За деревней простиралось широкое снежное поле. По нему до самого неба протянулась шоссейная дорога. По мокрому черному асфальту катили грузовики, ехали шагом возвращавшиеся повозки немецких беженцев, по муравьиному шевелились пешие. Надо всем кружились несчетные рои все гуще валивших снежинок, особенно белых на уже темном небе.
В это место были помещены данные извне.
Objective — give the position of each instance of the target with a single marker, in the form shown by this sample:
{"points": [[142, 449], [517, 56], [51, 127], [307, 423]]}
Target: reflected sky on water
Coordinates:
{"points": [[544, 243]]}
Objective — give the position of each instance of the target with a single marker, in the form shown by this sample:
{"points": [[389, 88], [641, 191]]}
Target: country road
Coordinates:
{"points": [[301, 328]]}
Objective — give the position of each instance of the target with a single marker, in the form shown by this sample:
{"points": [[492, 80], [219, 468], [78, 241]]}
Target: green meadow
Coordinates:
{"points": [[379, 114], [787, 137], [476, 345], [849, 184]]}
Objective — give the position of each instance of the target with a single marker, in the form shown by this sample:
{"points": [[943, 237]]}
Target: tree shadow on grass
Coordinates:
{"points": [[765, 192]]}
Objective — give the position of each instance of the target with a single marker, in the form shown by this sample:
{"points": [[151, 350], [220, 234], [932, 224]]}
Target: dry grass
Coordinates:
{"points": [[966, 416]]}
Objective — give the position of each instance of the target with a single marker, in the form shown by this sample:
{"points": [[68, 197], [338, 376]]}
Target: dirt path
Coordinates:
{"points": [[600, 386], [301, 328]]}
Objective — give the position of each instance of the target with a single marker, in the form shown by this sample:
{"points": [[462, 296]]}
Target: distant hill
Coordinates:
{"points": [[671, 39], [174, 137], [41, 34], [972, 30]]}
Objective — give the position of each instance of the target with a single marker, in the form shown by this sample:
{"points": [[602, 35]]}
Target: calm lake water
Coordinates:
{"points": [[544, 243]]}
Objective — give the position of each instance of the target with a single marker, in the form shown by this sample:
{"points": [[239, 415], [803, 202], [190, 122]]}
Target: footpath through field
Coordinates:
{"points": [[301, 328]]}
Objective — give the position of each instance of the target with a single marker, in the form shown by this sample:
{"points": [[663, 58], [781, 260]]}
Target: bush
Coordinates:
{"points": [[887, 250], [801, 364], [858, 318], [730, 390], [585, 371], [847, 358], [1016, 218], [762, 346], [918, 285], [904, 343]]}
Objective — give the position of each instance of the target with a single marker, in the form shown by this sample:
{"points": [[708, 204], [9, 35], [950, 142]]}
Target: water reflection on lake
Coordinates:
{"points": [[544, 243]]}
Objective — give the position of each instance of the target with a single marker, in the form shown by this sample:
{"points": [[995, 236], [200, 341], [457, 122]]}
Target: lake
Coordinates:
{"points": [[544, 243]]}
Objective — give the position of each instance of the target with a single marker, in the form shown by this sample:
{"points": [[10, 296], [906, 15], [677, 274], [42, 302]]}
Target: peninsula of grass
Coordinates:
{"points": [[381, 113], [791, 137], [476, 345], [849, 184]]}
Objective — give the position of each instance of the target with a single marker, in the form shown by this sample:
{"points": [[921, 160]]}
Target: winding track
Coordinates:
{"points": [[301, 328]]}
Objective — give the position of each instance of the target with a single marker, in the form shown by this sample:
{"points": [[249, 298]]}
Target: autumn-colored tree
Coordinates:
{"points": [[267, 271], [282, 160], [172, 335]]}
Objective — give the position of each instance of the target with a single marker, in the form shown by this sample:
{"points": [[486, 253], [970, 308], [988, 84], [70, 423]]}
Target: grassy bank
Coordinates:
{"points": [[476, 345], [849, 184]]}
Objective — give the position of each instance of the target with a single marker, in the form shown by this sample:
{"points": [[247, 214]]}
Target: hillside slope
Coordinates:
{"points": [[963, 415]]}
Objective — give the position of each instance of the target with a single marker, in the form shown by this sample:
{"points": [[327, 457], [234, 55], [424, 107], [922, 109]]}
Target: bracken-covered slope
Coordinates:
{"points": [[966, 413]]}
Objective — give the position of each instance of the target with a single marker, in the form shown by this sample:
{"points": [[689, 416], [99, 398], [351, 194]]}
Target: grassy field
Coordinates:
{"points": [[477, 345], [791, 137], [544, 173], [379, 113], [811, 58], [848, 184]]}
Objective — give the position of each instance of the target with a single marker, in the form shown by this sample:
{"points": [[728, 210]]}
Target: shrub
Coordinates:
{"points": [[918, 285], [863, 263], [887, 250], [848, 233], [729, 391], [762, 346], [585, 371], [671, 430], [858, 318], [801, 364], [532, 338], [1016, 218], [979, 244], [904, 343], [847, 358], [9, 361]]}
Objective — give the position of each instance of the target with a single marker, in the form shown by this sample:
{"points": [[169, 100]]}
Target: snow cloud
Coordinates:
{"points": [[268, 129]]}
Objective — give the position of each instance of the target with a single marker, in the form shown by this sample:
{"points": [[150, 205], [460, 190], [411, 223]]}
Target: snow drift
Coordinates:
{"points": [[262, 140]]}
Впереди нас, толкая перед собой маленькую тележку, брела одетая во все черное сгорбленная старуха. Летевший с равнины ветер, казалось, хотел смести ее с оледенелого асфальта. Но, наклонясь вперед, она упрямо шла, с трудом передвигая ногами в стоптанных скользящих башмаках. Рядом с нею, держась за ее подол, шла маленькая, лет шести девочка. «Вряд ли они дойдут, — подумал я с беспокойством. — Да и тот дом, куда они идут, цел ли еще? Сколько домов было разрушено там, где прошел фронт».
Я чувствовал недоумение. Где же была теперь ненавистная Германия Гитлера? Вместо нее остались эта девочка и костлявая старуха, а вокруг них — пустое снежное поле, где не было видно человеческого жилья и только холодный, бездомный ветер крутил пургу. Или так всегда суждено: глухая стена, даже когда сбывается надежда. Мне было грустно. От сознания невозможности сделать, чтобы все были счастливы, хотелось умереть. Но я не мог сосредоточиться на этих мыслях. Мне мешало радостное возбуждение: мы свободны, идем в тыл, немцы нас больше не захватят.
При дороге стоял пулемет, через все поле, до самого леса раскинулась цепь польской пехоты. Румяный, в больших усах польский унтер, запахнув полы шинели, покойно, словно у себя дома на перине, улегся на снег у треноги пулемета.
— Добже! — одобрительно сказал он и посмотрел на нас с улыбкой.
VIII
Сборно-пересыльный пункт находился в уездном, наполовину разрушенном городе. Некоторые дома еще горели. Немецких жителей не было видно. Целые кварталы казались вымершими. Но на главных улицах было оживленно. Через город проходили грузовики с пехотой, конница, обозы. Навстречу им подымались колонны пленных. Все было, как в начале войны, только роли переменились. Тогда победители немцы — румяные, сытые, молодцеватые — гнали нас, как стадо. А теперь они сами, совсем как мы тогда, небритые, в обтрепанных шинелях шли угрюмыми, понурыми толпами. Казалось, они не только обносились за эти годы, но как будто даже меньше ростом стали: какие-то невзрачные, сутулые, именно такие, какими должны быть побежденные.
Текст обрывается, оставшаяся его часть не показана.